To evaluate the efficacy of the mHealth web-based and mobile WPMHL intervention program, a wait-listed cluster randomized controlled trial (CRCT) was conducted, with MHL as the primary outcome and work-related stress and burnout as the secondary outcomes. The immediate effect of the intervention program was described in a previous report, suggesting a significant result on stress and burnout in favor of the intervention [22]. In terms of MHL, the intervention group scored significantly higher than the control group in the correct recognition of mental problems, help seeking, and stigmatization by 0.2 (SE 0.1; P=.003), 0.9 (SE 0.2; P<.001), and 1.8 (SE 0.4; P<.001), respectively [22]. These results provided evidence for the immediate effect of the psychoeducation component of the program in improving the mental health of the participants [22].

In this study, we aim to focus on both the immediate and 3-month medium-term effects of the intervention program on the MHL of workers. We also aim to report the results obtained for the evaluation of the mHealth psychoeducation platform, particularly engagement, functionality, aesthetics, and the information provided. It is anticipated that the psychoeducation modules will be efficacious in improving MHL immediately and that the effect will remain in the medium term.

Figure 1. Different versions of the main interface: as a website for PCs (left) and as a downloadable app for tablets and smartphones (right). MHFA: mental health first aid.

Study Design and Target Population

As aforementioned, the protocol for this phase-III, wait-listed CRCT targeting the workplace was reported previously [6]. In brief, 6 large corporations were invited to participate in the trial, and employees were recruited through their corresponding human resources departments. Voluntary participation of recruits was ensured without any influence from the companies’ management. The recruited sample consisted of a wide range of work natures, ranging from manual labor to senior executives, since the business of these corporations covered a multitude of work types. The trial was conducted between March and December 2021 with a 3-month follow-up phase in both intervention and control arms (Checklist 1).

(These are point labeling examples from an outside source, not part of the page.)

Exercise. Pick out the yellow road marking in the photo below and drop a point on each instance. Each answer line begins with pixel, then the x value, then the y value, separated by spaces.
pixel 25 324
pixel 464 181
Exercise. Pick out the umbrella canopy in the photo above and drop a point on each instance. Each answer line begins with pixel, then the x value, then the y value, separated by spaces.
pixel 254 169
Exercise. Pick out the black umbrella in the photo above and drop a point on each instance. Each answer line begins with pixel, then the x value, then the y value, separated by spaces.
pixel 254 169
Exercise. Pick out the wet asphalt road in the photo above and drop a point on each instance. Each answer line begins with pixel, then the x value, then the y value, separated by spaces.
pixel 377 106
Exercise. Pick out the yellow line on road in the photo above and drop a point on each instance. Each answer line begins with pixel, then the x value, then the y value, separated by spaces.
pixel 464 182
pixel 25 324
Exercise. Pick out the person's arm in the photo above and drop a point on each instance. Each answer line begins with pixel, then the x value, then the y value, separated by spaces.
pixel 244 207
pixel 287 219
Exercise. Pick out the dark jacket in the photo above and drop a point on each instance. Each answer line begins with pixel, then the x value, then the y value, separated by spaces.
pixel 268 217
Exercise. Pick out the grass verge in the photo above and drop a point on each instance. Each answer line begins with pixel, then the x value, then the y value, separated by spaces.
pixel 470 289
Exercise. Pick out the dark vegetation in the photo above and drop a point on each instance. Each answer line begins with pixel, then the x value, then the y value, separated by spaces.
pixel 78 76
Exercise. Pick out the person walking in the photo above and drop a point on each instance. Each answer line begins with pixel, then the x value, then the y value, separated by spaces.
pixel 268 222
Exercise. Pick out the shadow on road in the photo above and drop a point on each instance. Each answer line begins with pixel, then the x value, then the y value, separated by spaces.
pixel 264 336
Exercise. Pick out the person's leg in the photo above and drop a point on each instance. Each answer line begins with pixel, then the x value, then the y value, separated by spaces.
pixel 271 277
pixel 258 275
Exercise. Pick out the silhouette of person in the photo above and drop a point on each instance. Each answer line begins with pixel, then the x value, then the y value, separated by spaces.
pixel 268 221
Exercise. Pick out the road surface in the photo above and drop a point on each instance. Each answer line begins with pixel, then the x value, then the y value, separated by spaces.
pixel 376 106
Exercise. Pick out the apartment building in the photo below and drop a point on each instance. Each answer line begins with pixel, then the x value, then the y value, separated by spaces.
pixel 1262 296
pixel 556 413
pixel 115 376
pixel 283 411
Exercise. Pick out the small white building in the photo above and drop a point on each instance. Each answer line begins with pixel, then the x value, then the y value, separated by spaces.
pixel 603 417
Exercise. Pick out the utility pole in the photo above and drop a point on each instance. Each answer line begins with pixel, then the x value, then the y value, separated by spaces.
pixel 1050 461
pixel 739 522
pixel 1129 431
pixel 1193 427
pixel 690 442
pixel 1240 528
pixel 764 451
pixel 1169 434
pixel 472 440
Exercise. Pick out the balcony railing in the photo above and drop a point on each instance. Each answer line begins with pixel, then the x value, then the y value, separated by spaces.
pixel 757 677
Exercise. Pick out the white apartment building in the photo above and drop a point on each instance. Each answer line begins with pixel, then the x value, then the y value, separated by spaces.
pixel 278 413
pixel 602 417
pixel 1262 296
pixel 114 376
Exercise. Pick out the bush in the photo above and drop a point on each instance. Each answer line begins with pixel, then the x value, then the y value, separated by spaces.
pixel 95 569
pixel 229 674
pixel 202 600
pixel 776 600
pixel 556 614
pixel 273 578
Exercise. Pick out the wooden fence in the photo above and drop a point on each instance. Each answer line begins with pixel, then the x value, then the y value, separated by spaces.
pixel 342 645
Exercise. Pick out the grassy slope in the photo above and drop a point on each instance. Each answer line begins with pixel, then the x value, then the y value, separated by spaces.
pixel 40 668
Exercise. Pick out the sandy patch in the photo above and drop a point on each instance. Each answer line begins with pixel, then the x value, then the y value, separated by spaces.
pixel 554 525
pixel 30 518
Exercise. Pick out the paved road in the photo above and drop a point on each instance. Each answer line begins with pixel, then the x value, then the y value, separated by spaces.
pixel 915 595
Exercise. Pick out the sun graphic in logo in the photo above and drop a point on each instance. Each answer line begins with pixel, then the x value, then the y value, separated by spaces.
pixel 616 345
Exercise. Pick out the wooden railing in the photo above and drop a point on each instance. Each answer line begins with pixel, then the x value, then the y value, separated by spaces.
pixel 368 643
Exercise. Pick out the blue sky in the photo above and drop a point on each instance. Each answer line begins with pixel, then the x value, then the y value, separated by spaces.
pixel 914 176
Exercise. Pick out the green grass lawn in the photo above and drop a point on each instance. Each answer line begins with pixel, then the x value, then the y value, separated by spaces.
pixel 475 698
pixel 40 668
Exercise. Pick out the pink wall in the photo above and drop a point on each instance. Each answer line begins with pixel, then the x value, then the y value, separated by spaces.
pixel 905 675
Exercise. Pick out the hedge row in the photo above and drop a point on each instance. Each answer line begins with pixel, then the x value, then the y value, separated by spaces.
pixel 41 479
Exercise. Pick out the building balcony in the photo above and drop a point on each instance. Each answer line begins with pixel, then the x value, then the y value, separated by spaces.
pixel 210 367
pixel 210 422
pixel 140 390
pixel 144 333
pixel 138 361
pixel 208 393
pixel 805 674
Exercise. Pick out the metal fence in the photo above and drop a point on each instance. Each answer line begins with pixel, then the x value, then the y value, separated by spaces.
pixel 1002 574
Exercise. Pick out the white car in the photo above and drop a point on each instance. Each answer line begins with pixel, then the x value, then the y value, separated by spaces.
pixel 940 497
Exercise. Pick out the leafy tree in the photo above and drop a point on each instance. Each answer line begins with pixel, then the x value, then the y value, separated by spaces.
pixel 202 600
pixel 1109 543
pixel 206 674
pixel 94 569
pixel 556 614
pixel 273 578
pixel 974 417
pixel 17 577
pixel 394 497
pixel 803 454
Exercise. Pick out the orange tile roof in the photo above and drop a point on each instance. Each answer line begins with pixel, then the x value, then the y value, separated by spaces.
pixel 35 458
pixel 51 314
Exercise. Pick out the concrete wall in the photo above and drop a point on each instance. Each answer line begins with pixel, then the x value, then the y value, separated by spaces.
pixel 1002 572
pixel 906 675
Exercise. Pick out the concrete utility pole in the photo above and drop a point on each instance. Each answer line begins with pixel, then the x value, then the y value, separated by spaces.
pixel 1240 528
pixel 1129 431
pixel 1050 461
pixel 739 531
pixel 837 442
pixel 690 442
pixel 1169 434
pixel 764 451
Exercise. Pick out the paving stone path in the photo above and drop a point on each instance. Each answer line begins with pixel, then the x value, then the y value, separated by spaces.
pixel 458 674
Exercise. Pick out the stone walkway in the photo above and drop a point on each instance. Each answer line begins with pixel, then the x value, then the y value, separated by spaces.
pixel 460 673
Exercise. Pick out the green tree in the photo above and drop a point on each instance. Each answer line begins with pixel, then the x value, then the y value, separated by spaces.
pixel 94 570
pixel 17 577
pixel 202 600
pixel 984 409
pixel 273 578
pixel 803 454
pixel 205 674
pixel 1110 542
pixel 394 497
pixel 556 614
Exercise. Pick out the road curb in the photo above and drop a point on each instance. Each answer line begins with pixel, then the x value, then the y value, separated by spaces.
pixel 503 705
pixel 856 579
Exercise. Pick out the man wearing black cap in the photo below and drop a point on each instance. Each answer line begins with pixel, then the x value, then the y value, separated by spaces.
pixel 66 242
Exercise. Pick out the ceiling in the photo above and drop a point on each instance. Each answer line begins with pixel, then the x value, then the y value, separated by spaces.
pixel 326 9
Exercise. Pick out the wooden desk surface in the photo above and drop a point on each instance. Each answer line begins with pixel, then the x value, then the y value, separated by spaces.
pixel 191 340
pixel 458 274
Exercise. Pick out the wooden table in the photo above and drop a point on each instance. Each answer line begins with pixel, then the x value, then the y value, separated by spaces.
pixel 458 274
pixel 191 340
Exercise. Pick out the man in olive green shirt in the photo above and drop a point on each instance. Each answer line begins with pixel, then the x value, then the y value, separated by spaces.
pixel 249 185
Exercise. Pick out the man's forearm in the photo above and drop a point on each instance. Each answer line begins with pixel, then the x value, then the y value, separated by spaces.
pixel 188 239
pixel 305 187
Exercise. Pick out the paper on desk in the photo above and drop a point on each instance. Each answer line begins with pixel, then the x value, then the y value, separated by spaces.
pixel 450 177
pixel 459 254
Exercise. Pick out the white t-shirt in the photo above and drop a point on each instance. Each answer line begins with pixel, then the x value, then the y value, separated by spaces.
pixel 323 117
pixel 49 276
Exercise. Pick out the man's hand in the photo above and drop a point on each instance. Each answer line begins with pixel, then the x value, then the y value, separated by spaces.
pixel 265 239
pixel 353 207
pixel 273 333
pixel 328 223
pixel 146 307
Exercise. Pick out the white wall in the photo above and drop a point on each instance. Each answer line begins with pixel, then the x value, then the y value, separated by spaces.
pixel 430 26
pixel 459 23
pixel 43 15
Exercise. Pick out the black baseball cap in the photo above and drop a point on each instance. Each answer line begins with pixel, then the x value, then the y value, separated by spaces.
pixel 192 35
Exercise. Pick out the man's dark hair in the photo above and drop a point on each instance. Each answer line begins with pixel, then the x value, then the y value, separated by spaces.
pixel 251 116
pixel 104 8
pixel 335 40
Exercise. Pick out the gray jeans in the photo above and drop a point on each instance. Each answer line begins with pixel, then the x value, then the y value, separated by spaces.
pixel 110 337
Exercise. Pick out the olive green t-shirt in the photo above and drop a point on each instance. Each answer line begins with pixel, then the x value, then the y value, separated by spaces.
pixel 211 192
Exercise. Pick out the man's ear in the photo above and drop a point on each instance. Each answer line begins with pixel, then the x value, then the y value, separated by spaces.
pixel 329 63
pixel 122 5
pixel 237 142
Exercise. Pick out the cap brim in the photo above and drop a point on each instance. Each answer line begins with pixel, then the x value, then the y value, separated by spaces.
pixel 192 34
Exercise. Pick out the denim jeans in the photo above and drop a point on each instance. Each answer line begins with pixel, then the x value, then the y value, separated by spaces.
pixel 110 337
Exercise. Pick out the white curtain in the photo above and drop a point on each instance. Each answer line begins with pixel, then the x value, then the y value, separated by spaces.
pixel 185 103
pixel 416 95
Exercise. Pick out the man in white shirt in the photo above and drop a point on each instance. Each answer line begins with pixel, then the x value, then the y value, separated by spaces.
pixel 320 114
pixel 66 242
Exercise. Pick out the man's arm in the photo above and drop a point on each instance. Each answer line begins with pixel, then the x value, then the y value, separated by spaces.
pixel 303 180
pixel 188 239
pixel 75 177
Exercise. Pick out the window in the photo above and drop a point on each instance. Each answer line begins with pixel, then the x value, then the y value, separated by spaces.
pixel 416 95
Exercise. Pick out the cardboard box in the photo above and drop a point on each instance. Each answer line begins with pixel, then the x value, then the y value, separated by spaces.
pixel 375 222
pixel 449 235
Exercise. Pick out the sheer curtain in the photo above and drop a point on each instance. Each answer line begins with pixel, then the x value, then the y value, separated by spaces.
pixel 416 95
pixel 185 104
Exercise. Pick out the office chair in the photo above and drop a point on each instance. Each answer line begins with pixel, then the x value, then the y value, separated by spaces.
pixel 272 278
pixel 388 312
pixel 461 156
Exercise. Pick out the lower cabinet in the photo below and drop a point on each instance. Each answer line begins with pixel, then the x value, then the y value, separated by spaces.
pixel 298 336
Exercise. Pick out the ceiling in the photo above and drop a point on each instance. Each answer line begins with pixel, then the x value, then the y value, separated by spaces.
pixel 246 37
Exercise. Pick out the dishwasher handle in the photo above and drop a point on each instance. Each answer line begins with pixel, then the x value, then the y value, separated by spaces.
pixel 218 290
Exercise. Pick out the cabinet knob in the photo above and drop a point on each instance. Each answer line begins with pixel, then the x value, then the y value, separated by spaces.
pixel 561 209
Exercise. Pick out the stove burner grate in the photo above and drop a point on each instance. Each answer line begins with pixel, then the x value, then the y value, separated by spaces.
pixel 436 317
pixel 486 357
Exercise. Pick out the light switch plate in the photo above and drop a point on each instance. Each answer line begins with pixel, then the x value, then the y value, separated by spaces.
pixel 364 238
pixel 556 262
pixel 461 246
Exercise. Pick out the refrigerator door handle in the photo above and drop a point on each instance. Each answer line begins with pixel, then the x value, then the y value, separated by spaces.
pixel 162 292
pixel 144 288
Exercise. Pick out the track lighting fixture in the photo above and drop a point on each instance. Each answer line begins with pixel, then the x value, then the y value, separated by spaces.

Recruitment of Participants and Randomization

The primary unit of randomization was the different offices or units of the participating corporations, and recruited workers were clustered in each office or unit. Potential participants were screened for their eligibility at the point of recruitment. Workers who had been exposed to any similar psychoeducation training were excluded from the trial. To randomly allocate the offices and units, the human resources departments of these corporations provided a list of participating offices and units with some basic staffing information, such as the number of staff in the offices and units and their positions. A qualified statistician, who was blinded to the process of recruitment and the subsequent operation and data collection, conducted the randomization using a block randomization process. Each cluster with participants nested in different offices or units was then allocated to either the intervention or wait-listed control groups. Once the cluster had been randomized, participants completed the baseline data collection using the built-in feature of the web-based platform. Postintervention data collection took place immediately after the completion of the psychoeducation modules and at the 3-month follow-up.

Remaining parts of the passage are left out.